Write SQL for shop visibility and activity metric
Company: Meta
Role: Data Scientist
Category: Data Manipulation (SQL/Python)
Difficulty: Medium
Interview Round: Onsite
Assume 'today' is 2025-09-01. Schema and tiny samples: 1) shops(shop_id INT, created_at DATE)
Sample:
shop_id | created_at
1 | 2025-08-25
2 | 2025-07-15
3 | 2025-08-30
4 | 2025-06-01
5 | 2025-08-05
2) listings(listing_id INT, shop_id INT, created_at DATE, is_visible TINYINT) -- is_visible is a 2025-09-01 snapshot
Sample:
listing_id | shop_id | created_at | is_visible
101 | 1 | 2025-08-26 | 1
102 | 1 | 2025-08-27 | 0
103 | 1 | 2025-08-29 | 1
104 | 2 | 2025-07-20 | 1
105 | 2 | 2025-07-25 | 1
106 | 3 | 2025-08-31 | 0
107 | 3 | 2025-08-31 | 0
108 | 4 | 2025-06-05 | 1
109 | 5 | 2025-08-10 | 1
3) shop_events(shop_id INT, event_date DATE, event_type VARCHAR, cnt INT) -- event_type in ('product_created','listing_updated','message_replied','order_placed')
Sample:
shop_id | event_date | event_type | cnt
1 | 2025-08-26 | product_created | 3
1 | 2025-08-29 | message_replied | 5
2 | 2025-08-27 | order_placed | 2
3 | 2025-08-31 | listing_updated | 4
3 | 2025-08-30 | order_placed | 1
4 | 2025-08-28 | product_created | 1
5 | 2025-08-21 | product_created | 2
5 | 2025-08-25 | message_replied | 1
Tasks: A) Write SQL to compute per-shop visibility_rate on 2025-09-01 = AVG(is_visible) over that shop’s listings; return only shops with at least 5 listings and rank by visibility_rate DESC, breaking ties by total listings DESC. B) Define a 'new shop' as created_at >= 2025-08-02 (last 30 days). Define activity_score over the window [2025-08-19, 2025-09-01] as 3*order_placed + 1*product_created + 0.5*listing_updated + 0.2*message_replied using counts from shop_events; shops with no events have score 0. Write SQL to output one row per shop with: shop_id, is_new, visibility_rate (from A; default NULL if <1 listing), activity_score. C) Using that output, write SQL to produce a 3-row summary: metric_name, new_shops_value, existing_shops_value, pct_diff for (i) mean activity_score, (ii) median activity_score (use an analytic function), and (iii) share_of_active_shops (fraction with activity_score > 0). D) Finally, list the top 5 new shops by activity_score whose visibility_rate < 0.5 to identify active-but-underexposed shops. Explain any assumptions you make about NULL vs 0 and how you’d prevent survivorship bias.

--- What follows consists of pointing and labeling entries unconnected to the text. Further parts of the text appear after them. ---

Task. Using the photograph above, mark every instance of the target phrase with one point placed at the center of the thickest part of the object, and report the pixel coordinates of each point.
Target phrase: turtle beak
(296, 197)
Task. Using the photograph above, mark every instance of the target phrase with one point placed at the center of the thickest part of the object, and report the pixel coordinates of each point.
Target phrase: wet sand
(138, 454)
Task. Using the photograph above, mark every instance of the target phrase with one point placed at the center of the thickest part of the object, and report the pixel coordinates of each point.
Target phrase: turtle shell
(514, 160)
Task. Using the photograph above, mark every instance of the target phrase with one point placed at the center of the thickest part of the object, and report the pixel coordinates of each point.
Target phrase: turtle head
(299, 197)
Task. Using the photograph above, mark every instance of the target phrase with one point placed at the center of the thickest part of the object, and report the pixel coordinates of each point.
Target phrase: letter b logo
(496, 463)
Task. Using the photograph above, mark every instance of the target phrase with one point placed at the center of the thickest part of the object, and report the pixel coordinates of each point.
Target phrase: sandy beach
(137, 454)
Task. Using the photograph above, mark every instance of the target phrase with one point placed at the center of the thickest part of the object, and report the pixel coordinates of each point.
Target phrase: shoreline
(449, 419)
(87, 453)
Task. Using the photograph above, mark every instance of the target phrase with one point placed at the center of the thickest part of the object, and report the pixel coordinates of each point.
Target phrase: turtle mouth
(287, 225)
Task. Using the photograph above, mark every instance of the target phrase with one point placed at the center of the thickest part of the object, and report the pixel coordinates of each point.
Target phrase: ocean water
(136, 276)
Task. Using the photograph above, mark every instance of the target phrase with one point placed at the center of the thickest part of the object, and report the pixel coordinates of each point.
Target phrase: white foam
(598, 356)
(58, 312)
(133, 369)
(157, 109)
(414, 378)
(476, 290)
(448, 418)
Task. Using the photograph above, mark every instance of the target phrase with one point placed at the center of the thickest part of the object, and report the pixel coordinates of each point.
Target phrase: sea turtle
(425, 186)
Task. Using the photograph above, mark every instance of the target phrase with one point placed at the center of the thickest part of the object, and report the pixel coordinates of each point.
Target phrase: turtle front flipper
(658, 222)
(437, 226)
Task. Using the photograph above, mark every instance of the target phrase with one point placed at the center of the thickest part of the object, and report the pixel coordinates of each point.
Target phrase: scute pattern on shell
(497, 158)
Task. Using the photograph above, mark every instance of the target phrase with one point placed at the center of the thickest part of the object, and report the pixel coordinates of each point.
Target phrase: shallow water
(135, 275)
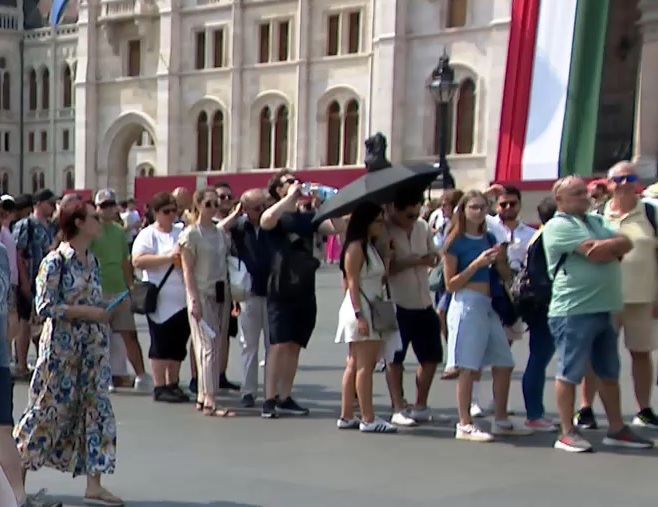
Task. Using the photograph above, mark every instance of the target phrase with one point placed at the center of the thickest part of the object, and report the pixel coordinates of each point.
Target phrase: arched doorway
(125, 134)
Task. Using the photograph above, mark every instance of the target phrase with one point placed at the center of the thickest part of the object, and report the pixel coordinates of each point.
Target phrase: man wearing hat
(111, 251)
(34, 237)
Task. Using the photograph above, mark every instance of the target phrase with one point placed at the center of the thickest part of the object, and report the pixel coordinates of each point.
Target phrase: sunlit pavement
(171, 456)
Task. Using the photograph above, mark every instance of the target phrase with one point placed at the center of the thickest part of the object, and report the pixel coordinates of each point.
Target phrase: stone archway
(122, 135)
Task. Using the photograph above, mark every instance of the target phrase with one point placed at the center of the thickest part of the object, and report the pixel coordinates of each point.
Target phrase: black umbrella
(380, 183)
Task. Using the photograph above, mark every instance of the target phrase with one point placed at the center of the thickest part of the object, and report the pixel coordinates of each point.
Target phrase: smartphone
(116, 301)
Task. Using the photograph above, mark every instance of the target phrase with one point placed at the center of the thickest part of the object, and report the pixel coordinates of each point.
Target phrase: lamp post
(443, 88)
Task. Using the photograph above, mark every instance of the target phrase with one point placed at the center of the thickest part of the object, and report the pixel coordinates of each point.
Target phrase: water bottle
(324, 192)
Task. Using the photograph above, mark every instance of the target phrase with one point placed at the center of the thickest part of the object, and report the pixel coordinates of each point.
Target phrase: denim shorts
(6, 382)
(476, 337)
(584, 339)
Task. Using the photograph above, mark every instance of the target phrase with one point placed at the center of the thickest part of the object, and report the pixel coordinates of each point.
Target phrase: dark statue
(376, 153)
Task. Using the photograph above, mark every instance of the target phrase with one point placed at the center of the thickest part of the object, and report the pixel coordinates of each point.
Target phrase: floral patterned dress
(69, 424)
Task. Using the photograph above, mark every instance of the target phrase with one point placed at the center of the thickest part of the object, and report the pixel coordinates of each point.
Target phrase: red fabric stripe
(516, 93)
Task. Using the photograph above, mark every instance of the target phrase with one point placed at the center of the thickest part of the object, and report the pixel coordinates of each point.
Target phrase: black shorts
(24, 305)
(292, 323)
(421, 329)
(6, 397)
(169, 338)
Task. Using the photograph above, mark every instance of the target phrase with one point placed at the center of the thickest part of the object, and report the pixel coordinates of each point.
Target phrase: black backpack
(532, 287)
(293, 268)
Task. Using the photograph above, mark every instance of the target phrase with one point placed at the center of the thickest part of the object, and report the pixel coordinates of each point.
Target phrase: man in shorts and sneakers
(11, 473)
(34, 237)
(111, 251)
(413, 253)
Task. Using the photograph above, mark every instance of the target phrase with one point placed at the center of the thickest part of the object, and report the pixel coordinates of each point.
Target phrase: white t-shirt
(171, 298)
(130, 219)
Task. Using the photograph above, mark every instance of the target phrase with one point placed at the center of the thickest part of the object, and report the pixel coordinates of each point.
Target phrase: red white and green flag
(552, 87)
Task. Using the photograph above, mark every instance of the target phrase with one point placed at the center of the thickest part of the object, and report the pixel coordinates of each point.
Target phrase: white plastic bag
(240, 279)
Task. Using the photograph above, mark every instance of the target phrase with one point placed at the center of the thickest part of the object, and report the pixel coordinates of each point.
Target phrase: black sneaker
(646, 418)
(269, 409)
(585, 419)
(626, 437)
(291, 407)
(248, 401)
(572, 442)
(175, 388)
(165, 395)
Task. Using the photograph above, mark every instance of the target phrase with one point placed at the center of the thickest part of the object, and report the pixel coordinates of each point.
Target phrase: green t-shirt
(111, 250)
(580, 286)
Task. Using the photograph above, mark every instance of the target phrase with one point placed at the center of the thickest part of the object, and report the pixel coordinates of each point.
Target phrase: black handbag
(144, 295)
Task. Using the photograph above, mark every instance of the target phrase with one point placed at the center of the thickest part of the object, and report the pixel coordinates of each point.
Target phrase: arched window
(333, 133)
(32, 90)
(437, 129)
(217, 142)
(202, 142)
(351, 133)
(281, 137)
(45, 90)
(6, 91)
(265, 139)
(69, 180)
(464, 130)
(67, 87)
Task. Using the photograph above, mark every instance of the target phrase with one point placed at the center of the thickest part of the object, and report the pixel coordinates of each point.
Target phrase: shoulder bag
(144, 295)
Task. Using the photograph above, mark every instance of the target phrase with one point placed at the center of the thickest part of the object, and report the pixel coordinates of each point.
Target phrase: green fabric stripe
(584, 90)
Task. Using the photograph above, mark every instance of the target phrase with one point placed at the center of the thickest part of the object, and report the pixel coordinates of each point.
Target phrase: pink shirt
(7, 240)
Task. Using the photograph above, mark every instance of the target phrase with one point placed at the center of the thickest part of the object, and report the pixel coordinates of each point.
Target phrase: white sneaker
(348, 424)
(143, 384)
(377, 426)
(402, 419)
(472, 433)
(476, 410)
(510, 429)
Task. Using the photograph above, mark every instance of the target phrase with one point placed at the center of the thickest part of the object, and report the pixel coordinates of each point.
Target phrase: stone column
(645, 150)
(87, 167)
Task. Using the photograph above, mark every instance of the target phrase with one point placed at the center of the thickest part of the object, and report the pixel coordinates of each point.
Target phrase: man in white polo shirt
(413, 253)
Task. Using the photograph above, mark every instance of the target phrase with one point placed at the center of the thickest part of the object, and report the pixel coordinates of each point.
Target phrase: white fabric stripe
(548, 93)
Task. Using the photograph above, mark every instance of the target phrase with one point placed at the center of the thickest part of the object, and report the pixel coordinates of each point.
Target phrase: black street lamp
(443, 88)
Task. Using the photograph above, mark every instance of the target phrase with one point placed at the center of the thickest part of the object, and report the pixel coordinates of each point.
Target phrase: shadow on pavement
(78, 502)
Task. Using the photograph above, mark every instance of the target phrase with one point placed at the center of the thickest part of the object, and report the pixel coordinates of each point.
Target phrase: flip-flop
(103, 499)
(218, 412)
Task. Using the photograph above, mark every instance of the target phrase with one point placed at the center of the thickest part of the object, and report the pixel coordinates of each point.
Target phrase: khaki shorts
(639, 326)
(122, 318)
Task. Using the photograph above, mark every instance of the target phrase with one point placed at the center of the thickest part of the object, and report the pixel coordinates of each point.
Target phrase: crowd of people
(459, 279)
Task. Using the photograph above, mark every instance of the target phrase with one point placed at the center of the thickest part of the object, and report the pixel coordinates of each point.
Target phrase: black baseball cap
(45, 195)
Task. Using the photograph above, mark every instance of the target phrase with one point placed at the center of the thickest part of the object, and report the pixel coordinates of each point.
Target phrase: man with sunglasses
(639, 276)
(248, 245)
(111, 251)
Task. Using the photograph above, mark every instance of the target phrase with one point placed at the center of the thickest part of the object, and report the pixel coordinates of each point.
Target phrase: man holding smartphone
(413, 253)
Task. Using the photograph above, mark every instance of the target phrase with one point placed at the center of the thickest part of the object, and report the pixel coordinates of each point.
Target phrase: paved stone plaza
(170, 456)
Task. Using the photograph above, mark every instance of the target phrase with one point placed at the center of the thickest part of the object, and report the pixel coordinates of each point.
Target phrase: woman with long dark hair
(364, 271)
(476, 337)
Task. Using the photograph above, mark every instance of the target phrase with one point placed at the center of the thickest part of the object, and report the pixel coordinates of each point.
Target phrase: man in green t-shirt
(583, 251)
(111, 250)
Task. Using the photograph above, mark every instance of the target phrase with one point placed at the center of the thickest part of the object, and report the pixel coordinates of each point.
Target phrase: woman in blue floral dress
(69, 424)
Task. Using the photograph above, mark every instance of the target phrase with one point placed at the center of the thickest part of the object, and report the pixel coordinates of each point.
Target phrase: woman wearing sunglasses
(204, 249)
(157, 254)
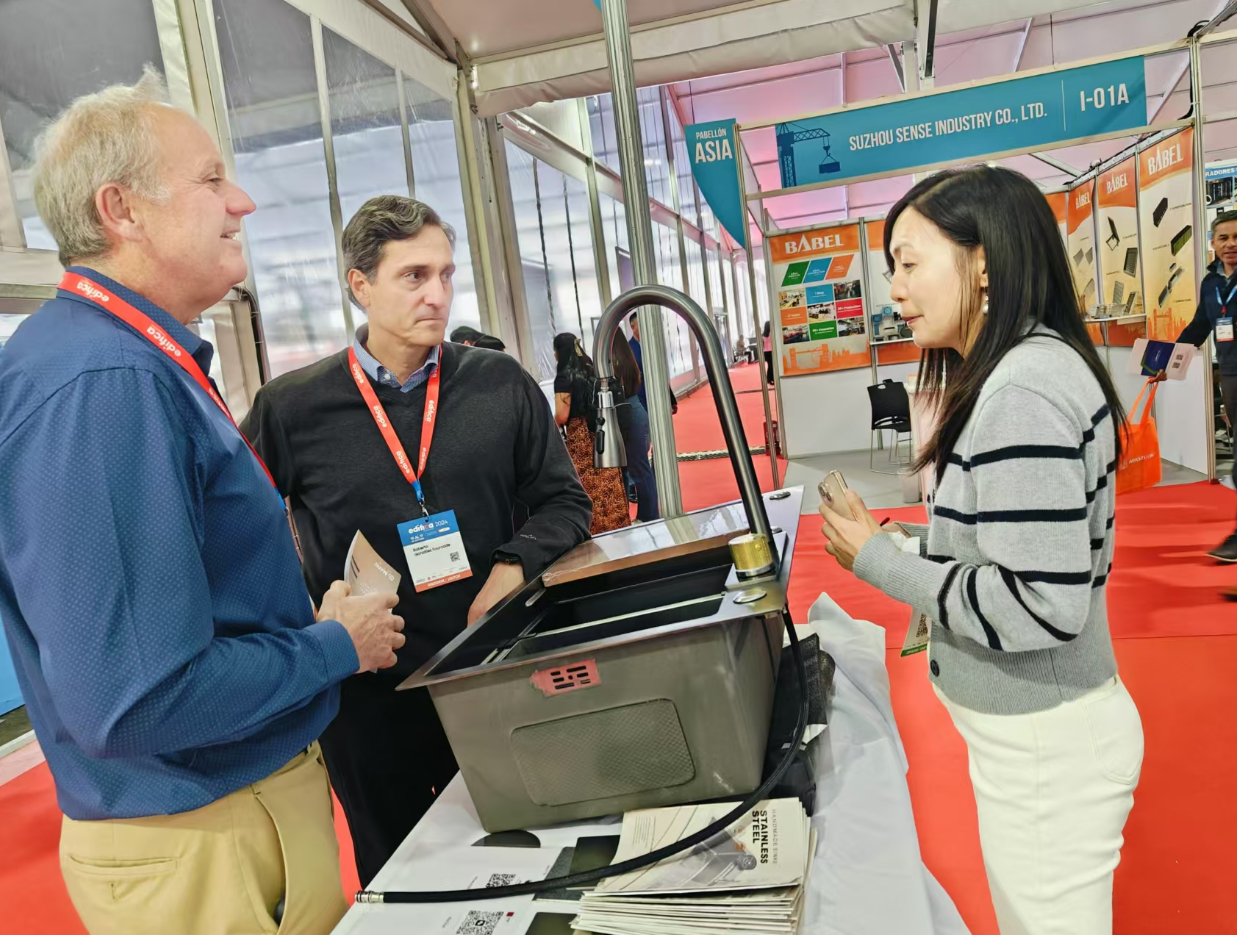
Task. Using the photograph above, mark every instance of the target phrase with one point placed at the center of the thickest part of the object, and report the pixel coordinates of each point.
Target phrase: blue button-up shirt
(381, 375)
(149, 586)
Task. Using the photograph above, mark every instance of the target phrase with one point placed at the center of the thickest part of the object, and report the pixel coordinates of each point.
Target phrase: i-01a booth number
(819, 276)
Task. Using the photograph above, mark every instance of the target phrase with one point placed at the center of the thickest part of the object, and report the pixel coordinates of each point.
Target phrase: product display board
(1165, 200)
(1080, 243)
(1116, 200)
(887, 324)
(818, 285)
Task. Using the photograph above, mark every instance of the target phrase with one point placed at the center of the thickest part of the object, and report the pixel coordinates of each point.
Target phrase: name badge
(433, 548)
(917, 633)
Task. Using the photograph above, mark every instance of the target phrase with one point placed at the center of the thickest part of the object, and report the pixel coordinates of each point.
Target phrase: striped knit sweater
(1019, 543)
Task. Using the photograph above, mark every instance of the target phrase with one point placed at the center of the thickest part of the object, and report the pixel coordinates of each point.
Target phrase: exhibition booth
(1128, 226)
(658, 667)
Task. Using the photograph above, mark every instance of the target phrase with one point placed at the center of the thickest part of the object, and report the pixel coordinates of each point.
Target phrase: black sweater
(495, 442)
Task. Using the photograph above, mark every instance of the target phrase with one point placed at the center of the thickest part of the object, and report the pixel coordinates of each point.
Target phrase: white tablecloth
(867, 876)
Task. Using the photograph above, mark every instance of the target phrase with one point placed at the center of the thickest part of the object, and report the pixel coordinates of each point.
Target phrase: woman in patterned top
(574, 406)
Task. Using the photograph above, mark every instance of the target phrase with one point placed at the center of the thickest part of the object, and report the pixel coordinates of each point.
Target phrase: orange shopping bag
(1139, 465)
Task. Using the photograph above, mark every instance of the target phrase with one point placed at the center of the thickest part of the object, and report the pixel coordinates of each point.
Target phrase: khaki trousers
(219, 870)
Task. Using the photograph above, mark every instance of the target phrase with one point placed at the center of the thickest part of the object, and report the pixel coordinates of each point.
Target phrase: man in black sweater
(491, 440)
(1217, 304)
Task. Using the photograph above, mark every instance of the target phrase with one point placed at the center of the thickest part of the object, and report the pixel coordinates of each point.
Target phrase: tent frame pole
(640, 238)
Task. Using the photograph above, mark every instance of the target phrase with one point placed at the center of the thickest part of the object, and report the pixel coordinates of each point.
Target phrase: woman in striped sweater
(1012, 567)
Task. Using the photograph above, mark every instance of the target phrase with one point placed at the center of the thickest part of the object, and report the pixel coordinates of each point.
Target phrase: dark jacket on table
(1211, 294)
(494, 442)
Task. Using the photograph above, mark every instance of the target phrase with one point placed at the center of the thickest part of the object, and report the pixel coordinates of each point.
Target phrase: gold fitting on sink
(751, 555)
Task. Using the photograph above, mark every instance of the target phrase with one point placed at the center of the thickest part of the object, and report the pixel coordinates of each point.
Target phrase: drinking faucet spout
(609, 450)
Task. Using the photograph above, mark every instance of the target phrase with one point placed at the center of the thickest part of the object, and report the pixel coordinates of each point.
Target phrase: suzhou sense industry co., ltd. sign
(1016, 115)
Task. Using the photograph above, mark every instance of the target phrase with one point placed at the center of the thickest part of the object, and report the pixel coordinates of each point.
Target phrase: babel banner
(1080, 243)
(715, 166)
(1116, 200)
(1165, 200)
(821, 314)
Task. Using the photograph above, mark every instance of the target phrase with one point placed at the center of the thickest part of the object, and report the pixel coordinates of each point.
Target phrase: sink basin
(636, 672)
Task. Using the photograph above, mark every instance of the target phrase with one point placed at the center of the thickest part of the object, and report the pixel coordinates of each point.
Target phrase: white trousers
(1053, 792)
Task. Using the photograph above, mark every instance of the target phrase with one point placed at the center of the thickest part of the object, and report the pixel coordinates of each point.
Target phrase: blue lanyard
(1224, 302)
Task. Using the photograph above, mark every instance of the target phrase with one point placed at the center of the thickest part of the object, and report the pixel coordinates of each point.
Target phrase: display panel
(820, 306)
(1117, 222)
(1165, 182)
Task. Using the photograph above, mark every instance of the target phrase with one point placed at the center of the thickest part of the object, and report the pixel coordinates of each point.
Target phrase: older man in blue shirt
(175, 669)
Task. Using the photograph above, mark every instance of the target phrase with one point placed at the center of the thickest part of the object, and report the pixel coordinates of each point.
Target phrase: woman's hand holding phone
(846, 536)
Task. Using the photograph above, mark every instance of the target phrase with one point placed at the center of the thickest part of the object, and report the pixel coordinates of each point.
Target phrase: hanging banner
(887, 324)
(1116, 202)
(818, 280)
(1080, 243)
(1165, 200)
(1016, 115)
(715, 167)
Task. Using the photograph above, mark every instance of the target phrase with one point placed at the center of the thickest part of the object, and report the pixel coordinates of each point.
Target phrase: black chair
(891, 409)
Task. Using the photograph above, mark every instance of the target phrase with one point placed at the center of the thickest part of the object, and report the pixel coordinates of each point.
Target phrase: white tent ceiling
(763, 59)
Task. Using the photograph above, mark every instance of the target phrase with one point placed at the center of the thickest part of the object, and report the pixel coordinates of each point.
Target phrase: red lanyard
(384, 423)
(141, 323)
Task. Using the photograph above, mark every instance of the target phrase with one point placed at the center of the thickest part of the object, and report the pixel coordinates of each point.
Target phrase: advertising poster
(820, 304)
(1060, 204)
(1116, 200)
(886, 314)
(1080, 243)
(1165, 202)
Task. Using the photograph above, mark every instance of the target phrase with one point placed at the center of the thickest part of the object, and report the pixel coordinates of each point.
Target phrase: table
(867, 877)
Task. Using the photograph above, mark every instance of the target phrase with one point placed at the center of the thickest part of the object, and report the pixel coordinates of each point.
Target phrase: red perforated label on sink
(567, 678)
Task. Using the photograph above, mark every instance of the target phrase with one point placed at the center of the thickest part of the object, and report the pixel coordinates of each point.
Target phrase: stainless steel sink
(638, 670)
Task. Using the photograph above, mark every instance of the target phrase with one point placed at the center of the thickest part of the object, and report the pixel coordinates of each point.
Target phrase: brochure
(365, 572)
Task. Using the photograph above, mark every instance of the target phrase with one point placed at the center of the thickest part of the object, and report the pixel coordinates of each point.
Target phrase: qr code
(478, 923)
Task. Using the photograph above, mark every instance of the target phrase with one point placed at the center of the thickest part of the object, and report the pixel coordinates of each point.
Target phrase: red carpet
(1175, 642)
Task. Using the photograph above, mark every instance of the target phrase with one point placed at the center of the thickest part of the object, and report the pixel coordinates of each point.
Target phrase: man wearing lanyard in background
(1217, 303)
(170, 658)
(411, 442)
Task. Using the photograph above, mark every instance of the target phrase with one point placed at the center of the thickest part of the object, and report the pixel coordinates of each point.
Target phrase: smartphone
(833, 491)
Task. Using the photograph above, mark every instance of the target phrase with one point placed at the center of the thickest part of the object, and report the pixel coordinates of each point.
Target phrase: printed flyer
(1165, 202)
(818, 281)
(1116, 200)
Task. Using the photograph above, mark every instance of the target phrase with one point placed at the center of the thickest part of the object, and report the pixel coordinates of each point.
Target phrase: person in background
(175, 672)
(574, 406)
(633, 424)
(1217, 304)
(1013, 565)
(466, 335)
(768, 355)
(397, 428)
(637, 351)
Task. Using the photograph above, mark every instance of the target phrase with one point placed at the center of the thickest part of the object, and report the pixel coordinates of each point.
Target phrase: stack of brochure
(747, 881)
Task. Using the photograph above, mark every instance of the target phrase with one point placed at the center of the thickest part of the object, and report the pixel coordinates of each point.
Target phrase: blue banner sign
(1019, 114)
(715, 166)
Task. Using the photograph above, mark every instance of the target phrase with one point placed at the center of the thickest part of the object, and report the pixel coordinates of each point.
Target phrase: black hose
(589, 877)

Quick Answer: This question evaluates SQL-based data manipulation and analytical skills, including aggregations, window functions, cohort comparisons, ranking, median calculation with analytic functions, and careful handling of NULLs versus zeros when constructing time-windowed metrics like visibility_rate and activity_score.